New York 'Rape is Rape' Bill Leads the Way in Ending Sexual Violence

There is power in words, in definitions. And when it comes to rape, the restrictive power of an outdated definition is especially powerful. Outdated legal and social definitions of rape limit understanding of what rape actually means and can cause further trauma to those who have been raped.

New York State’s current laws consider the act of rape only to be forcible vaginal penetration, but Lydia Cuomo is aiming to change that. A schoolteacher in the Bronx, Cuomo was raped by an off-duty New York City cop in 2011. But because her attacker violated her orally and anally, rather than vaginally, her jury could not agree whether or not she had been raped. As a result, her attacker was convicted of an attack other than rape. Three months later, he ended up pleading guilty to two rape charges, so Cuomo was not forced to sit through another trial.

In response to Cuomo’s story, New York Assemblywoman Aravella Simotas has sponsored a “rape is rape” bill, and Governor Cuomo (no relation to Lydia Cuomo) has also expressed support for the bill. Lydia Cuomo, Simotas, and friends and family members traveled to Albany on Tuesday to advocate for the bill, which would add forced anal and oral sex to New York State rape statutes. As of right now, those acts are classified as “criminal sex acts” rather than rape.
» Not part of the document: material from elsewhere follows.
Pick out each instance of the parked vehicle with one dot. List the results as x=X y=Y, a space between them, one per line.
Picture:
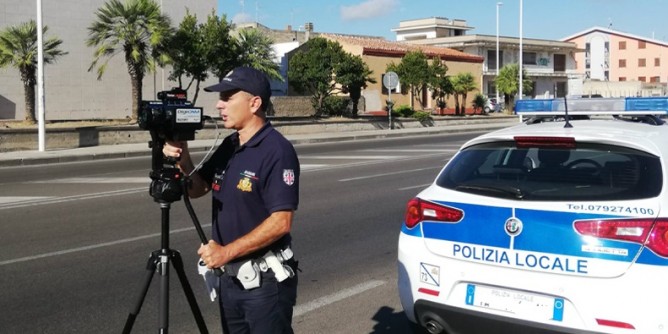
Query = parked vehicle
x=556 y=225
If the bill passes, it will continue a shift in the rhetoric around the word rape in America. In 2012, the FBI updated its definition of rape for the first time in over 80 years. In addition to only referencing vaginal penetration, the FBI’s old definition did not define the rape of a man as rape, or consider the rape of a woman by another woman.

But is the bill in New York just a question of semantics? What is the difference between calling an act of sexual violence a “criminal sex act” or “rape?”

To quote Lynn Rosenthal, the White House advisor on violence against women, expanding the way rape is characterized in America is “about more than a definition … It’s a change of our understanding of rape.”

The word rape has such a powerful connotation behind it that to expect survivors to say that they were “the victims of a criminal sex act” rather than they were “raped” is unfair to them and discounts the trauma they’ve gone through. Moreover, the issue of rape is endemic: A government survey of rape released in 2011 revealed that nearly 1 in 5 women in the U.S. have been raped at some point in their lives. The idea that New York’s definition of rape implies that some of these women cannot say they were raped, that instead they were the victim of a somehow “lesser” crime, is outdated and should be changed as soon as possible

What’s the point of compartmentalizing violent sexual acts, when they are all an act of violation? You cannot rank acts of rape; you cannot give more significance to one act of sexual violence than another. To do so is to belittle the survivors of all of these acts.

Any forced sexual contact towards someone is rape, no matter how it happens or whom it happens to. Rape is rape, and laws today need to account for that.

“Semantics are important,” Lydia Cuomo says, and who are we to refute her? By calling rape what it is, no matter who perpetrates it and no matter in what way, we can move towards lessening the stigma around talking about rape and helping rape survivors heal. New York is taking a bold step by attempting to open up the definition of rape, one that will help develop a shared understanding of what rape is, and one that hopefully other states will follow.